I have never written a BASIC compiler or even an interpreter but I can understand how it would have lots of overhead to make it safe in the way that BASIC is designed to be. I still have grudges with TI over how they implemented the TI-BASIC and XB languages in GPL.  Soooo slow. I spent so many hours in the '80s trying to make it go faster.
 
I found this video on youtube demonstrating the speed-up you get using a compiler for XB and it would have made me happy many years ago. 
 
 
 
I am in the middle of writing a version of CAMEL Forth for the TI-99 and I wondered how it would compare on this simple test.
Here is the video I made using version .5 of the system.
 
I shows a bit more of what this ancient platform could have done if the engineers would have been free to make it properly.

Attached Files



#2 Opry99er OFFLINE  

Opry99er

    Quadrunner

  • 8,246 posts
  • Location:Cookeville, TN

Posted Tue Feb 21, 2017 11:41 AM

That is a video I made to showcase seniorfalcon's compiler several years ago. :)

It is a brilliant utility, and allows for super fast games to be produced in XB.


I look forward to your Forth implementation!!

#3 Lee Stewart ONLINE  

Lee Stewart

    River Patroller

  • 3,262 posts
  • Location:Silver Run, Maryland

Posted Tue Feb 21, 2017 2:49 PM

FYI, translated to fbForth 2.0, the first takes 5.5 seconds and the second ~0.4 second.

 

...lee



#4 TheBF OFFLINE  

TheBF

    Moonsweeper

  • Topic Starter
  • 281 posts
  • Location:The Great White North

Posted Tue Feb 21, 2017 3:29 PM

Cool.  I am new here but I thought you might be on this site.

I used to love XB.  I thought is was just great until I wrote something one day and showed my sister in law.

She said "Why is it so slow?"  She was comparing it to the Commodore 64.  I was P.O. ed. :-)

 

Nice to make your acquaintance.  I was looking for stuff on youtube when I found your video.

Made me curious about how my code compared... of course.

 

It's got me thinking about putting a BASIC wrapper on top of Forth to make something more

palatable for people.  It's been done in the past on other machines and it should go pretty fast.

 

So much code, so little time.

 

BF



#5 TheBF OFFLINE  

TheBF

    Moonsweeper

  • Topic Starter
  • 281 posts
  • Location:The Great White North

Posted Tue Feb 21, 2017 3:50 PM

FYI, translated to fbForth 2.0, the first takes 5.5 seconds and the second ~0.4 second.

 

...lee

 

Hi Lee,

 

That's interesting. Is FBForth based on TI-Forth? If so then I believe the difference is mostly in the EMIT implementation.

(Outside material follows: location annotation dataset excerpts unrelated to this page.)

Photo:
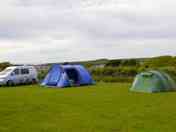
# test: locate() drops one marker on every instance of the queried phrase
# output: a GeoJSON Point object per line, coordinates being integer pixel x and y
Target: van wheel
{"type": "Point", "coordinates": [34, 81]}
{"type": "Point", "coordinates": [10, 83]}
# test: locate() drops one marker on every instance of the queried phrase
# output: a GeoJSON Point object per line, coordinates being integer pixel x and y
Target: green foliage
{"type": "Point", "coordinates": [163, 61]}
{"type": "Point", "coordinates": [113, 63]}
{"type": "Point", "coordinates": [129, 62]}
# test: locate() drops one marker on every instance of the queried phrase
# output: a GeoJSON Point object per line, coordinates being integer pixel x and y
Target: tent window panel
{"type": "Point", "coordinates": [73, 76]}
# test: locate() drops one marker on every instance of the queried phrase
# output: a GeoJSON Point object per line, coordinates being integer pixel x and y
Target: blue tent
{"type": "Point", "coordinates": [67, 75]}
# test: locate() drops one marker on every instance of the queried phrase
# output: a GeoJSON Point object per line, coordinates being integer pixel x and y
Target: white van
{"type": "Point", "coordinates": [18, 75]}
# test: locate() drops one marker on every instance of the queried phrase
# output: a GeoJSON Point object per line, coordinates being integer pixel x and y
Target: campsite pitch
{"type": "Point", "coordinates": [104, 107]}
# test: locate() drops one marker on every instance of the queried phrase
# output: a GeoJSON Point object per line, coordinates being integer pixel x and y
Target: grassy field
{"type": "Point", "coordinates": [102, 108]}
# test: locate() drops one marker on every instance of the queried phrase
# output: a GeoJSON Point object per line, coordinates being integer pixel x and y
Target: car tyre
{"type": "Point", "coordinates": [10, 83]}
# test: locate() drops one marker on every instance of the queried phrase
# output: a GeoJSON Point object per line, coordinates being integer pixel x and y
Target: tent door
{"type": "Point", "coordinates": [55, 75]}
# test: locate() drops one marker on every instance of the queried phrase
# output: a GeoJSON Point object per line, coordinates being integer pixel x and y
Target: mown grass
{"type": "Point", "coordinates": [105, 107]}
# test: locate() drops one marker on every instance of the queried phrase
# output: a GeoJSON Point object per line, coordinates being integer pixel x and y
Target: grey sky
{"type": "Point", "coordinates": [39, 31]}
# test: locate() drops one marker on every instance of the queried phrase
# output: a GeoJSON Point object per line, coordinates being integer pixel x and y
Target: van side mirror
{"type": "Point", "coordinates": [12, 74]}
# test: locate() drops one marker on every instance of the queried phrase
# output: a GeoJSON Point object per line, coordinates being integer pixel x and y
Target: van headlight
{"type": "Point", "coordinates": [2, 79]}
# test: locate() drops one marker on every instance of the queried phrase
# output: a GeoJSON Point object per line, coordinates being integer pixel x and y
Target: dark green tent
{"type": "Point", "coordinates": [153, 81]}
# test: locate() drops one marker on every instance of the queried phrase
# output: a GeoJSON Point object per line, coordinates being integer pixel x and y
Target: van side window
{"type": "Point", "coordinates": [17, 71]}
{"type": "Point", "coordinates": [24, 71]}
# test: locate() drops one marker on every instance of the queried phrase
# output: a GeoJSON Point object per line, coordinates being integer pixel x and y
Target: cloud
{"type": "Point", "coordinates": [55, 30]}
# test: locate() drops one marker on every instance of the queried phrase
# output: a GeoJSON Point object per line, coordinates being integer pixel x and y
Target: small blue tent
{"type": "Point", "coordinates": [67, 75]}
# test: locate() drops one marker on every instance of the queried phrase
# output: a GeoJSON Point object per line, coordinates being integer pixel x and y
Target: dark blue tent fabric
{"type": "Point", "coordinates": [67, 75]}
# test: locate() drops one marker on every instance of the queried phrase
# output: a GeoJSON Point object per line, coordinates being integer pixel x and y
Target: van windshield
{"type": "Point", "coordinates": [6, 71]}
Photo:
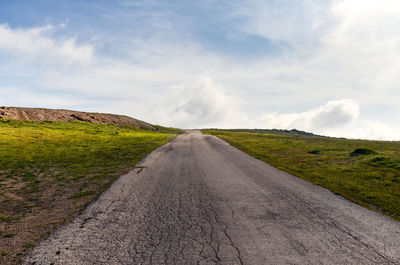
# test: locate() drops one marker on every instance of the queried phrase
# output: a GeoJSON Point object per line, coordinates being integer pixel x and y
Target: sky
{"type": "Point", "coordinates": [330, 67]}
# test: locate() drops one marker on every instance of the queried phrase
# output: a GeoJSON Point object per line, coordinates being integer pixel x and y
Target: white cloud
{"type": "Point", "coordinates": [203, 103]}
{"type": "Point", "coordinates": [37, 43]}
{"type": "Point", "coordinates": [331, 115]}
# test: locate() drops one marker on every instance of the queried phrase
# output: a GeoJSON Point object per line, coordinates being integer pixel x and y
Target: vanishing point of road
{"type": "Point", "coordinates": [198, 200]}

If I recall TI EMIT called the system for some stuff and also provided a proper control key interpreter as well.

My version of EMIT is very sparse.  I tried something weird to try and avoid multiplication in calculating the cursor position. 

I keep track of the ROW as the VDP  address and the column as an offset.

That way I only have to add them together in the word VPOS below so it's pretty quick.

 I use multiplication for manually positioning the cursor with AT-XY however

 

I am intending to use this implementation for cross-compiler tutorial so I am trying to keep a lot of HI-level code

with simple support words in Assembler. 

: EMIT ( char -- )
    VPOS C/SCR @ = IF SCROLL THEN  \ if we are at last character in the display, scroll
    (EMIT)                          \ put the character on the screen & inc. the column
    VCOL @ C/L @ =                  \ are we at end of line?
    IF (CR) THEN  ;                 \ do carriage return math

BF



#6 matthew180 OFFLINE  

matthew180

    River Patroller

  • 2,382 posts
  • Location:Castaic, California

Posted Tue Feb 21, 2017 4:53 PM

...

She said "Why is it so slow?"  She was comparing it to the Commodore 64.  I was P.O. ed. :-)

...

 

 

We all know the only thing people used C64 BASIC for was poking in assembly programs, so it was not a fair comparison.  :-)  Rewrite it in 9900 assembly and see how it compares then.



#7 Lee Stewart ONLINE  

Lee Stewart

    River Patroller

  • 3,262 posts
  • Location:Silver Run, Maryland

Posted Tue Feb 21, 2017 6:44 PM


...  Is fbForth based on TI-Forth?

 

fbForth is, indeed, based on TI Forth.

 

I believe the difference is mostly in the EMIT implementation.

 

Nope.  My implementation of your routines is practically identical to yours.  VC! becomes VSBW and [CHAR] becomes ASCII (same as TurboForth).  The time difference may be that only the inner interpreter is in scratchpad RAM on the 16-bit bus.  If you are running some routines in scratchpad RAM as does TurboForth, your CAMEL99 Forth will be faster.

 

If I recall TI EMIT called the system for some stuff and also provided a proper control key interpreter as well.  ...

 

Indeed, EMIT calls the system ALC (in the spoiler below), which handles BEL, BS, LF, CR.  Everything else is presumed to be printable code.  As noted above, nothing in my implementation of your code uses EMIT .

 

Spoiler

 

...lee



#8 senior_falcon OFFLINE  

senior_falcon

    Dragonstomper

  • 885 posts
  • Location:Lansing, NY, USA

Posted Tue Feb 21, 2017 7:20 PM

 

We all know the only thing people used C64 BASIC for was poking in assembly programs, so it was not a fair comparison.  :-)  Rewrite it in 9900 assembly and see how it compares then.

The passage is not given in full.